Soluble carbohydrate content was increased by UGPase overexpression, suggesting that UGPase is a critical factor in carbohydrate metabolism (Coleman et al. 2006, 2007; Park et al. 2010; Wang et al. 2011). Overexpression of A. xylinum UGPase increased the contents of glucose and fructose in transgenic tobacco (Coleman et al. 2006) and significantly increased the contents of soluble carbohydrates (sucrose, glucose, and fructose) in transgenic poplar leaves (Coleman et al. 2007). The contents of sucrose, glucose, fructose, and starch were elevated in the leaf tissues of transgenic Arabidopsis overexpressing GhUGPase from cotton relative to WT plants (Wang et al. 2011). In this study, soluble carbohydrates including sucrose, glucose, and fructose, were significantly higher in the rosette leaves of LgUGPase transgenic Arabidopsis (Table 2), indicating that LgUGPase may modify carbon allocation in favor of soluble sugars. However, no difference in starch content was found between WT and LgUGPase transgenic plants, indicating that accumulated carbohydrate is probably not stored in the form of starch in leaves, but forms a pool of available soluble sugars to accelerate glycometabolism and enhance vegetative growth.

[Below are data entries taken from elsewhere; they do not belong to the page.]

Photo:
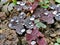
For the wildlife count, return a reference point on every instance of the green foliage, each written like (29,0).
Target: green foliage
(39,24)
(31,0)
(56,44)
(58,40)
(14,2)
(44,4)
(58,1)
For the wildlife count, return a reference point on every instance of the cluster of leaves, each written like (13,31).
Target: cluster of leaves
(36,36)
(58,41)
(21,22)
(44,3)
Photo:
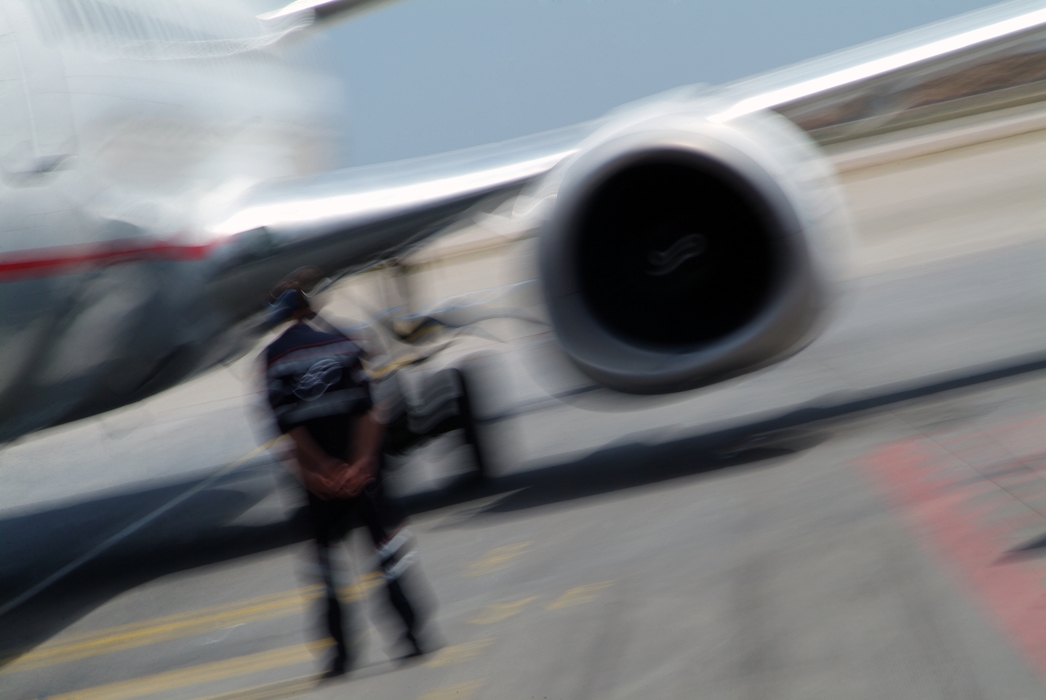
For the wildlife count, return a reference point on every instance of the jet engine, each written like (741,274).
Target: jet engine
(682,249)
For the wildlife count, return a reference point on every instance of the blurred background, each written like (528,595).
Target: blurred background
(864,519)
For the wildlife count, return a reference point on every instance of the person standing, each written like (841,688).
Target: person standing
(320,397)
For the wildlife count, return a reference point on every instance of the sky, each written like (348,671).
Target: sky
(425,76)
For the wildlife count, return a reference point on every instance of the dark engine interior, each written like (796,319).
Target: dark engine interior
(675,251)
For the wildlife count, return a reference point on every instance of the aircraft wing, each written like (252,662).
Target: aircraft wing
(684,239)
(978,62)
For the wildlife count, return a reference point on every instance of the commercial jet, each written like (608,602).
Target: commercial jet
(163,165)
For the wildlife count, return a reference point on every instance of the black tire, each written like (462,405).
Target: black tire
(470,425)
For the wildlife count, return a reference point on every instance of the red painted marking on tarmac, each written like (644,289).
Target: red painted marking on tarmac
(63,260)
(970,521)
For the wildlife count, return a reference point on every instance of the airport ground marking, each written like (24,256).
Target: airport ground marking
(204,673)
(971,522)
(456,692)
(183,625)
(279,689)
(578,595)
(465,651)
(499,611)
(497,559)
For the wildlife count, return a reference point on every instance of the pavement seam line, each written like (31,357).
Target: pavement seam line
(212,671)
(130,529)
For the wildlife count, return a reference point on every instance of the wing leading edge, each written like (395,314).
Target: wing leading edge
(977,62)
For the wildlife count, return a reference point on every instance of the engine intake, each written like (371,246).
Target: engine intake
(680,251)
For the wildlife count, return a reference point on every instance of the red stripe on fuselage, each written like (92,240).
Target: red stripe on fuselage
(65,260)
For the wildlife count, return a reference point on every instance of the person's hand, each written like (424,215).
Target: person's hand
(327,479)
(358,475)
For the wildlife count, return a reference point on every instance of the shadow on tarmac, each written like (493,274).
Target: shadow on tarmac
(202,531)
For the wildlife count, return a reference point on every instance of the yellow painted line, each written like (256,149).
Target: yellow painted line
(578,595)
(183,625)
(203,673)
(497,559)
(500,611)
(459,653)
(455,692)
(280,689)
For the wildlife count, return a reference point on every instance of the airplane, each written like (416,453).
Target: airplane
(163,165)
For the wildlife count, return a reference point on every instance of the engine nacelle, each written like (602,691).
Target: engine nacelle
(682,250)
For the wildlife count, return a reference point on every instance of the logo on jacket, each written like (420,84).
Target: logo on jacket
(318,379)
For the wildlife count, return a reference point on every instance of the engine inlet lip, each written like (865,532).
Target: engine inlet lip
(769,232)
(640,368)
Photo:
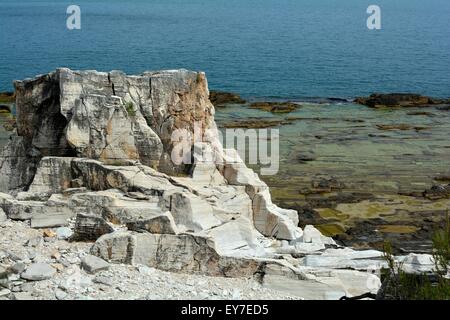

The main components of the cell wall are cellulose, hemicelluloses, and lignin. Previous studies showed that UGPase played an important role in cellulose biosynthesis (Coleman et al. 2006, 2007). Ruan et al. (2003) also confirmed that UGPase played an indispensable role in cotton fiber cell initiation and elongation and that SuSy was strongly associated with cellulose formation in cotton. Wang et al. (2011) showed that cellulose content increased significantly in GhUGPase-transformed lines (2.1–6.3 %). In this work, the cellulose content of LgUGPase overexpressing plants increased by 3.1–7.34 % (Table 3), showing that LgUGPase was more effective in increasing the cellulose content in transgenic plants. Our data on parenchyma cells in the leaf veins (Fig. 5l, m) and stems (Fig. 5p, q) of LgUGPase-transformed lines further support previous evidence that UGPase is involved in cell wall biosynthesis and that LgUGPase activity may be related to the activity of cellulose synthase complex in the cell wall. These findings suggest that LgUGPase may play an important role in the allocation of carbon, especially in cellulose biosynthesis, and that LgUGPase may be a good candidate gene to accelerate fiber cell development and to enhance vegetative growth in plants.